Schafkopf
fragte Zimbeck und erwartete nicht, dass jemand die Frage verneinen würde.
»Normal schon«, sagte Kreuthner. »Des san ja Ehrenschulden.«
Der alte Lintinger konnte nicht anders, als Kreuthner beizupflichten. »Des hätt ma mir noch nie net g’habt, dass einer sein Solo net zahlt. Und ich bin schon lang im G’schäft.«
Der soziale Druck auf Zimbeck war enorm. Zwar hätte es nie einer gewagt, gewaltsam seinen Anspruch gegen ihn durchzusetzen. Zimbeck war allen Menschen, die er kannte, körperlich maßlos überlegen. Aber seine Spielschulden nicht zu bezahlen – wollte er mit diesem Makel wirklich durchs Leben gehen? Undenkbar. Kummeder war mittlerweile mit einem vollen Glas Bier in der Hand an den Tisch getreten und klopfte ihm auf den Rücken.
»Was ist denn jetzt mit der Susi?«, fragte er.
»Keine Ahnung. Ich hab grad andere Sorgen.« Zimbeck blickte Kummeder an und hatte eine Idee. »Was kannst’n mir leihen?«
Wenig begeistert zog Kummeder seinen Geldbeutel aus der Hose. Geld, das man Zimbeck lieh, war gewöhnlich weg. Zimbeck hasste nichts mehr, als wenn man ihn an ausstehende Schulden erinnerte. Kummeder zog dreißig Euro in Scheinen aus seinem Geldbeutel und hielt sie Zimbeck hin. Der winkte ab und sagte: »Lass stecken.«
Währenddessen schob sich, von den Männern unbemerkt, die kleine Schiebetür der Durchreiche lautlos auf. Nur ein Stück weit, so dass eine zierliche Frauenhand durch den Spalt greifen und nach der Teedose tasten konnte, die neben der Durchreiche stand. Wenige Sekunden später war das Schiebetürchen wieder halbwegs verschlossen und die Teedose nicht mehr an ihrem Platz.

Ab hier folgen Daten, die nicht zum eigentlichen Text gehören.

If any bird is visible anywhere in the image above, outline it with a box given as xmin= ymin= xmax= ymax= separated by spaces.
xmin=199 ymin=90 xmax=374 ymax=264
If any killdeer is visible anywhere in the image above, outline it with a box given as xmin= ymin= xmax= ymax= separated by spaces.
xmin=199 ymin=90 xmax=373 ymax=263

Zimbeck stand mit einem Mal auf und ging hinter den Tresen. Die Blicke der anderen verfolgten ihn. Er wandte sich der Durchreiche zu und schob hektisch Dosen, Schachteln und schmutzige Gläser zur Seite. Seine Suche schien aber nicht von Erfolg gekrönt. Denn Zimbeck wurde ungehalten. »Herrgott! Des gibt’s doch net.« Er wandte sich an Kummeder. »Da war doch so a Teedosen.«
Kummeder sah Zimbeck verständnislos an und machte eine entsprechende Gebärde.

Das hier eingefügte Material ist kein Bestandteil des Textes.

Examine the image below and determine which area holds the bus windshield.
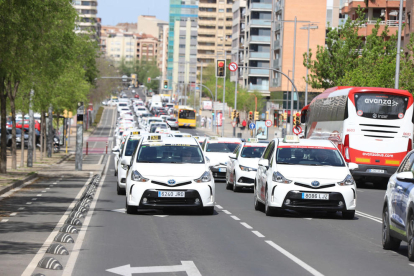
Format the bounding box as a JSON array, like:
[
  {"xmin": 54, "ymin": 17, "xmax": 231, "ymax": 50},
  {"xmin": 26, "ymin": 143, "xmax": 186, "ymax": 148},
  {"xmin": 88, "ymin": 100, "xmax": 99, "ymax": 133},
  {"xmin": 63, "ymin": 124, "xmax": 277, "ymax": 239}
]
[
  {"xmin": 178, "ymin": 110, "xmax": 195, "ymax": 119},
  {"xmin": 355, "ymin": 93, "xmax": 408, "ymax": 120}
]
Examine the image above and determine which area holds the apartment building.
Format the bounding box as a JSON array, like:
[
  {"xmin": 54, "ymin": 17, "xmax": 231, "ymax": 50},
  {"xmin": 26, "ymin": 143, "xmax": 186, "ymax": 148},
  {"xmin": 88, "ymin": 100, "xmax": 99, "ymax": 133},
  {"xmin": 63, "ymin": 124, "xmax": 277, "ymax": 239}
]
[
  {"xmin": 270, "ymin": 0, "xmax": 327, "ymax": 106},
  {"xmin": 197, "ymin": 0, "xmax": 234, "ymax": 69},
  {"xmin": 167, "ymin": 0, "xmax": 198, "ymax": 89},
  {"xmin": 170, "ymin": 18, "xmax": 197, "ymax": 96},
  {"xmin": 230, "ymin": 0, "xmax": 247, "ymax": 85},
  {"xmin": 157, "ymin": 23, "xmax": 169, "ymax": 83},
  {"xmin": 341, "ymin": 0, "xmax": 406, "ymax": 39},
  {"xmin": 72, "ymin": 0, "xmax": 101, "ymax": 41}
]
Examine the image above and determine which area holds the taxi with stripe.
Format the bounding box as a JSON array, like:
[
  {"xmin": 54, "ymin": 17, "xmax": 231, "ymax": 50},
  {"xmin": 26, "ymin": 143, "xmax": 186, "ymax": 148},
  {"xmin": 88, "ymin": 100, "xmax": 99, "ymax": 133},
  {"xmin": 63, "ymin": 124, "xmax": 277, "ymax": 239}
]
[
  {"xmin": 121, "ymin": 133, "xmax": 215, "ymax": 215},
  {"xmin": 254, "ymin": 135, "xmax": 358, "ymax": 219}
]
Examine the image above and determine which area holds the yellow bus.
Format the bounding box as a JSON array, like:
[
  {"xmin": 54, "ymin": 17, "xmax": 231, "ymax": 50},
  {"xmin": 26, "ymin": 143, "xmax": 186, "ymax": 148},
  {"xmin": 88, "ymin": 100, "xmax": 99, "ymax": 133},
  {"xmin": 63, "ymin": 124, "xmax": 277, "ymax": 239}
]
[{"xmin": 174, "ymin": 105, "xmax": 196, "ymax": 128}]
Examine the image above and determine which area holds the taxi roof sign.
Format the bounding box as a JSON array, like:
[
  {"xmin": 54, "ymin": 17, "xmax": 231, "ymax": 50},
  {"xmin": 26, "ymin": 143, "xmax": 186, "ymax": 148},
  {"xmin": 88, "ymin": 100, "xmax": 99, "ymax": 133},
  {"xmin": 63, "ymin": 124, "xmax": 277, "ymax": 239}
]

»Ja, blau war die oder rot. Mit am Kinesen drauf.«
»Ah doch, ja«, erinnerte sich Kummeder. »Die steht da.«
»Wo?«
»Ja da, wo du stehst.«
Zimbeck trat einen Schritt zur Seite, so dass Kummeder den Platz betrachten konnte, auf dem nach seinem Dafürhalten die Dose stehen sollte. Dosen standen durchaus da. Etliche sogar. Aber keine mit Chinesen drauf. Kummeder kam hinter den Tresen, um es sich genauer anzuschauen. »Ja bin ich blöd oder was? Die ist doch da grad noch gestanden.«
»Gut«, sagte Zimbeck. »Steht sie jetzt noch da?«
»Also ich seh sie nicht.«
»Ich auch net. Wo is sie dann hin?«
Kummeder betrachtete das Schiebetürchen der Durchreiche. Dort klaffte eine Lücke von gut drei Zentimetern. »Die Schiebetür da«, er legte den Zeigefinger in den Spalt, »die war grad noch zu. Vor zwei Minuten.«
»Scheiße! Die blöde Bitch, die hinterfotzige!«, entfuhr es Zimbeck, und er rannte in Richtung Hinterausgang.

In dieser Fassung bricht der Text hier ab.